Going the whole hog: what does it mean?
The definition of going the whole hog, is pretty simple. It means to do something as completely as possible. Therefore you can hold nothing back whatsoever, and have to do the said task with all your might.
Etymology of going the whole hog.
The word hog itself, was a 14th century term for a young livestock animal, and used for a range of animals from sheep to horses. It wasn’t until the late 15th Century that Hog began to be used to refer to the wild boar, likely through the secondary meaning of the word: “gluttonous”.
There are several theories as to how the term “go the whole hog” came about. It is thought to have arisen as a farming term during the rearing of livestock and butchery. It is likely that in a similar fashion to “from snout to tail”, going the whole hog was referring to ensuring no part of the animal was wasted. This traditionally meant the skin would be tanned for leather, sweetbreads harvested, and commonly cast off pieces such as hooves, pickled or used as food for other domestic pets such as dogs. Buying the whole hog in this century would often come at a large discount and so was actively encouraged if you could afford the expense.
The term was first recorded in written literature in Cowper’s poem “The love of the world reproved” (1779). The poem teased Muslims about the suggested ambiguity over their prohibition on eating pork. It gives a story of Muslims whom are forbidden by faith from eating a certain unnamed part of the pig, and are attempting to find out which it is, but in the process end up eating the whole thing.
By 1830 the phrase had become popular across America being used in newspapers, and political campaigns. Only at this point did it migrate across to Britain where the phrase was readily adopted. Interestingly the idiom fell out of fashion in America and it was Britain that maintained it to the current day.
How you can make sure you go the whole hog for your hog roast
This is all very interesting, but what does this mean for your hog roast? There are two main ways that you can go the whole hog during your hog roast, and clearly by its own definition that means if you want to go the whole hog, you will have to do both.
Don’t waste any of your precious hog
The most traditional use of the word, and a valuable principle, is to make sure you actually use the entire hog. After all, having the whole pig is part of what makes a hog roast so special.
Remember that there are ways to prepare all of the pig as a tasty treat, not just the main joints which are commonly used. The ears and hooves can also be roasted, and enjoyed as a tasty treat.
The key here is communication, talk to your butcher or hog roast provider and they will be full of ideas to turn those scraps into delicacies, so you can make the most of your hog and show off your resourcefulness. At the very least make sure that you get some good fresh crispy crackling.
Only buy the best
Going the whole hog will mean that you cannot spare any expense. Go full out, and make sure you have a quality free range pig; this will not only add that extra little flavour explosion, but you can appreciate the fact the pig has enjoyed a good quality of life.

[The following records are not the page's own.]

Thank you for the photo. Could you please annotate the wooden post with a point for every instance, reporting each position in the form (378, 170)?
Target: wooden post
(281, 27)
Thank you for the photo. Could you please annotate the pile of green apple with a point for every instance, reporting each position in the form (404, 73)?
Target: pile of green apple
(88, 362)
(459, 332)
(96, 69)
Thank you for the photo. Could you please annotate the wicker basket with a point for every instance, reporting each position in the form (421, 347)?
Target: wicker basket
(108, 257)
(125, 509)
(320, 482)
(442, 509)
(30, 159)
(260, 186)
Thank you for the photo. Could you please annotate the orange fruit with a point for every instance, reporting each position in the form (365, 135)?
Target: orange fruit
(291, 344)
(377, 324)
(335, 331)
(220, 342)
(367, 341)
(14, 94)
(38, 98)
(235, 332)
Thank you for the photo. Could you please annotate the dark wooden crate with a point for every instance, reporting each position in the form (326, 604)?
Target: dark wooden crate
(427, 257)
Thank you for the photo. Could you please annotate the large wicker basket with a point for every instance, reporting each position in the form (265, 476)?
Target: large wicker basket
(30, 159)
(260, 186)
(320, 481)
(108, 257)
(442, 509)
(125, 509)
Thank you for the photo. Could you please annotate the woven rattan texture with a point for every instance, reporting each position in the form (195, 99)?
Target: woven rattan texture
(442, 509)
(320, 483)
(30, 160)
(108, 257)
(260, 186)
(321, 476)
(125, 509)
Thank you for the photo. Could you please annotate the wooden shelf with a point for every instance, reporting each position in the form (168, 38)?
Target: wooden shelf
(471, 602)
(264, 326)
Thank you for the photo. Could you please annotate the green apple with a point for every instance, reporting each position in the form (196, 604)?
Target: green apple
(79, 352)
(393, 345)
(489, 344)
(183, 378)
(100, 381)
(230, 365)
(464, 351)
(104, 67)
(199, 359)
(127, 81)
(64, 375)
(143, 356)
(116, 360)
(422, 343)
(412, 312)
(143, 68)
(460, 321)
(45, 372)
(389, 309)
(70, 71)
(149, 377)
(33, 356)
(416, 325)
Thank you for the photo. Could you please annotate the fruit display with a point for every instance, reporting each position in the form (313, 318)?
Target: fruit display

Whatever you do make sure you have enough pig to go around. There is nothing worse than going to a hog roast only to find they have run out of hog and you have a stuffing and apple sauce roll. If you are going the whole hog, make sure there is enough for your guests to have a generous helping. You can use our hog roast guide for reference, or talk to the hog roast supplier, but remember you can always have more than one hog at your event.
The hog roast is going to be the star of the show, but that doesn’t mean you can skimp on the side dishes. Whether or not your hog roast suppliers are also preparing the dishes or not make sure you communicate your plans for the meal, so the hog is well seasoned to match.
Set up decorations to compliment your hog roast. Don’t just stop at a gazebo, decide on a theme and decorate to match. One of our favourites is a medieval theme. Hire plates, cutlery and banners to match the theme, because the devil is in the detail. A well decorated themed hog roast will be able to teleport your guests through time to have a truly memorable evening.
Don’t stop here, be as creative as possible with your event and go the whole hog. You won’t regret it.